In the 1920's, a conflict within the Baptist faith occurred. Sudbury's Baptist community was part of the Baptist Convention of Ontario and Quebec. The organization was extremely divided on the theological teachings at McMaster University, a Baptist-supported institution. The instruction of one of the professors at the University was considered by a high-ranking Baptist Reverend as liberal theology. This sparked an intense debate and the division of the faith.
In 1928, a group of like-minded believers broke away from the Convention and formed the Union of Regular Baptists, while another group of Baptists also distanced themselves from the Convention and created the Fellowship of Independent Baptists. This resulted in the formation of three sects of Baptist faith in Ontario.
The impact to Sudbury was experienced in 1926 during Reverend Munroe's ministry. The Sudbury Baptists supported the fundamentalist viewpoint and decided to withhold support to McMaster University until the offending professor was removed. When the Baptist split of 1928 occurred, the Sudbury congregation changed their viewpoint and became supporters of the Baptist Convention and the teachings at McMaster University.
In 1931, the Sudbury Baptist parish received a new minister, Reverend Leyland Gregory, a graduate of McMaster University. Everything appeared fine in the parish upon his arrival, but in 1936, the parish treasurer abruptly resigned from his post and left the church. He started attending the Union of Regular Baptists Church (which had been established in Sudbury under the direction of J.R. Boyd around this time) because it aligned more closely with his beliefs. Other parishioners of the Sudbury Baptist Parish soon followed in the treasurer's footsteps and departed for the Union of Regular Baptists. This sparked a conflict between the two churches that would last for a number of years.
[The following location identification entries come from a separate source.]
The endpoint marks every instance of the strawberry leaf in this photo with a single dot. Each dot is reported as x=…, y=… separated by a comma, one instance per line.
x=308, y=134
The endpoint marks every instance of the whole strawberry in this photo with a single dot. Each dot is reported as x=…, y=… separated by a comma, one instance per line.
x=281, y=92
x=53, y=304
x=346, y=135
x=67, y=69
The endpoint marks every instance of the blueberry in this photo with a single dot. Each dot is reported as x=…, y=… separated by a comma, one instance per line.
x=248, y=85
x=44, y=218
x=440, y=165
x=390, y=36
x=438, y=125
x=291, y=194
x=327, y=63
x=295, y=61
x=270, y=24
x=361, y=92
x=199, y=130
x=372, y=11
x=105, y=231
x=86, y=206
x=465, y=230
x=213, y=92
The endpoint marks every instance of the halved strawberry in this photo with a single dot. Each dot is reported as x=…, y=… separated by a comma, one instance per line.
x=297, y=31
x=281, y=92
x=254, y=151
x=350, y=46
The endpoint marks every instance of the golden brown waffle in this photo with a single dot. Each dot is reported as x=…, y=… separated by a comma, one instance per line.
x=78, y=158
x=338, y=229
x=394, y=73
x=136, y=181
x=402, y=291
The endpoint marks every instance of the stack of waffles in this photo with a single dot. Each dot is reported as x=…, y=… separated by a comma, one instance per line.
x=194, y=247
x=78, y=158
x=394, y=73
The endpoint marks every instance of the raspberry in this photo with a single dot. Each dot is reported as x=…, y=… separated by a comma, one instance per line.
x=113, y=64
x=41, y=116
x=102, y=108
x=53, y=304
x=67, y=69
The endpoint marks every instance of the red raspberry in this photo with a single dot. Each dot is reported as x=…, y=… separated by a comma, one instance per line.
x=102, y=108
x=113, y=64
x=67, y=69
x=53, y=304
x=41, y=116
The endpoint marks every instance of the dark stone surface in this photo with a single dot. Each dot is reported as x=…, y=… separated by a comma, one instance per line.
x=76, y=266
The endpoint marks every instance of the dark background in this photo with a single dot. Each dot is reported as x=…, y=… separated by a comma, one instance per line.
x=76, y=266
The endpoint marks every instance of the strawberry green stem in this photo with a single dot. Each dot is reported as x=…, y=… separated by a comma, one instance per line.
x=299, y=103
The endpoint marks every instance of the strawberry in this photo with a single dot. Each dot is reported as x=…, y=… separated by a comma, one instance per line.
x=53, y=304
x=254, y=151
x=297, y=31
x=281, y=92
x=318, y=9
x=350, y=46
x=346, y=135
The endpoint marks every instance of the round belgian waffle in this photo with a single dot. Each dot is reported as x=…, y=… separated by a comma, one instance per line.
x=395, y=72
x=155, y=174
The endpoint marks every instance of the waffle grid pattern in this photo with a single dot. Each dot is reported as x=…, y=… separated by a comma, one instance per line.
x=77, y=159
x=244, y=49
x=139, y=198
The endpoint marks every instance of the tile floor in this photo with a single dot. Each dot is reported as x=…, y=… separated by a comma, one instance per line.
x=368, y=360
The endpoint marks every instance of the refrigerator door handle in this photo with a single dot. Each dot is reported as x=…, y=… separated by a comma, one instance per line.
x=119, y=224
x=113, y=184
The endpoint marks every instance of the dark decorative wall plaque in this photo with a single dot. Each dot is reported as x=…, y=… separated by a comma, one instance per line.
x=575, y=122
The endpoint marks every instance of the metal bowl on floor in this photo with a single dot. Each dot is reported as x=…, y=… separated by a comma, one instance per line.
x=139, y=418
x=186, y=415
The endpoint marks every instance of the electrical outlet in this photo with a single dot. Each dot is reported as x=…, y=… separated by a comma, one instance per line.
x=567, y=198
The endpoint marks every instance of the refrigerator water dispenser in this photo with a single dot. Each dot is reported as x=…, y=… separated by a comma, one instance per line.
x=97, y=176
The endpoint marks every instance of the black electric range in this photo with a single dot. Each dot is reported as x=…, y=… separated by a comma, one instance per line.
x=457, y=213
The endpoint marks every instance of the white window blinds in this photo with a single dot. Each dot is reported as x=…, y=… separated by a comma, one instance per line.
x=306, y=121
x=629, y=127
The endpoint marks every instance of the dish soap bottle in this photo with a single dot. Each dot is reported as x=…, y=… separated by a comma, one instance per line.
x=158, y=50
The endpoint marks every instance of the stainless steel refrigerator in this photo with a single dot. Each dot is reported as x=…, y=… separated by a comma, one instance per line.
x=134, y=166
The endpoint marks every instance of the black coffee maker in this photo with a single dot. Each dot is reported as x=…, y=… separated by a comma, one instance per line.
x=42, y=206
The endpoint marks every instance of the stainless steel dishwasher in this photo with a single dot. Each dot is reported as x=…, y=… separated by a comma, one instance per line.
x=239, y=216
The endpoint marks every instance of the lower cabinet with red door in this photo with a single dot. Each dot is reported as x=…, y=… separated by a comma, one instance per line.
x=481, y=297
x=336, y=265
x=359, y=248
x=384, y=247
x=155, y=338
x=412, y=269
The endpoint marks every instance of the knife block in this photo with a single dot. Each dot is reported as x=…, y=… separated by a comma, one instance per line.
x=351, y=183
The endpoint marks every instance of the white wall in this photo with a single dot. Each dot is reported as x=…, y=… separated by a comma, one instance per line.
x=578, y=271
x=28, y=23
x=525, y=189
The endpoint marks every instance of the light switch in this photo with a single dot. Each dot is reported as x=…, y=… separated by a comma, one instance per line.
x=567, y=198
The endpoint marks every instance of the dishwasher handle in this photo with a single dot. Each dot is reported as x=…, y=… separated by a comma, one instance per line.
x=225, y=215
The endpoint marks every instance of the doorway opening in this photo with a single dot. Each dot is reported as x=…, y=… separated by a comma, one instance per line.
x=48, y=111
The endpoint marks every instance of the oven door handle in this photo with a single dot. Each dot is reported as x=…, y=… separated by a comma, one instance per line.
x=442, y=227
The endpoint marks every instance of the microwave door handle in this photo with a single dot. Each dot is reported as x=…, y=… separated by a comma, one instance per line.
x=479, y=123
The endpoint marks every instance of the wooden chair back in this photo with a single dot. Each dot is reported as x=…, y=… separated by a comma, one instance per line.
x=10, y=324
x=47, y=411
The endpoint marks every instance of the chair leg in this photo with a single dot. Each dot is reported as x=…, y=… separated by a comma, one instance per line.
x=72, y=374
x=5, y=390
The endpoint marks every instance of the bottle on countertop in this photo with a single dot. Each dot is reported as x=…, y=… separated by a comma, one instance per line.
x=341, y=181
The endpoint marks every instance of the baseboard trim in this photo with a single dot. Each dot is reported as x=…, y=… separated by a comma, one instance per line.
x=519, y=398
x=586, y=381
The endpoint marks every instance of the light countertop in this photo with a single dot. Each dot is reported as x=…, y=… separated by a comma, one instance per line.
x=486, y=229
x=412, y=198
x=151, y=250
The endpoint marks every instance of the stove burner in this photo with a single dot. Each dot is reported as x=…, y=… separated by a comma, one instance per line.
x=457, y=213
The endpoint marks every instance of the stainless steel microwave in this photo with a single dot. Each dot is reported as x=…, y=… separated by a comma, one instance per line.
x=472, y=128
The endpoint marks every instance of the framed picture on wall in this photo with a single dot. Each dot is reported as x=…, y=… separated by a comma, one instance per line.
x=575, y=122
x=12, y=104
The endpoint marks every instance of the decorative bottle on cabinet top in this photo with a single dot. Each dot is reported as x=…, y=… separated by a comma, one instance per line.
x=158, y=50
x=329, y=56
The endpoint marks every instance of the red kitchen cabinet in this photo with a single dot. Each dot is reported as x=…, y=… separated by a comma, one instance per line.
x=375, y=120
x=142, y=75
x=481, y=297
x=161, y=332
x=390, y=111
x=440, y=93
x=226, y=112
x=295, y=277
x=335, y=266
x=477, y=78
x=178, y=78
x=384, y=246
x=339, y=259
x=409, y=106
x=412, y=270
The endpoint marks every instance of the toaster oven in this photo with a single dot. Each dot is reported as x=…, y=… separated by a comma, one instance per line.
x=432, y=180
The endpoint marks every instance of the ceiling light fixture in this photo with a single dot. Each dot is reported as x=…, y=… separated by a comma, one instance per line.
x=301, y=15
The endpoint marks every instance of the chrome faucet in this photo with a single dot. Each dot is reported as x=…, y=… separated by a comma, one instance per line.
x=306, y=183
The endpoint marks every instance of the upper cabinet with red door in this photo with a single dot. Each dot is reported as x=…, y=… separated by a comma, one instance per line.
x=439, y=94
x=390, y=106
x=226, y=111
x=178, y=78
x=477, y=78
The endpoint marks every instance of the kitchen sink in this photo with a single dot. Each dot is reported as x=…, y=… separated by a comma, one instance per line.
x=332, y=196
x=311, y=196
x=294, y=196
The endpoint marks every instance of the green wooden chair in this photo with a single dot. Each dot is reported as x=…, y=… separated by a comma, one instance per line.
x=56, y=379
By 1938, Reverend Gregory left the Sudbury church and was replaced by Reverend W.J. Macdonald. Reverend Macdonald took on the enormous task of healing the existing conflict. His efforts to bring back those members who had left the parish were very successful. During his term, church membership increased and the mortgage on the church was paid off. On June 4, 1940, the mortgage was burned in a special ceremony.
In 1939, the Sudbury Baptist Church changed its name to the First Baptist Church to reflect its historical position in the Sudbury community.
Today, there continues to be two sects of the Baptist faith in Sudbury.
Material compiled from The Religious Tradition in Sudbury: 1883-1983.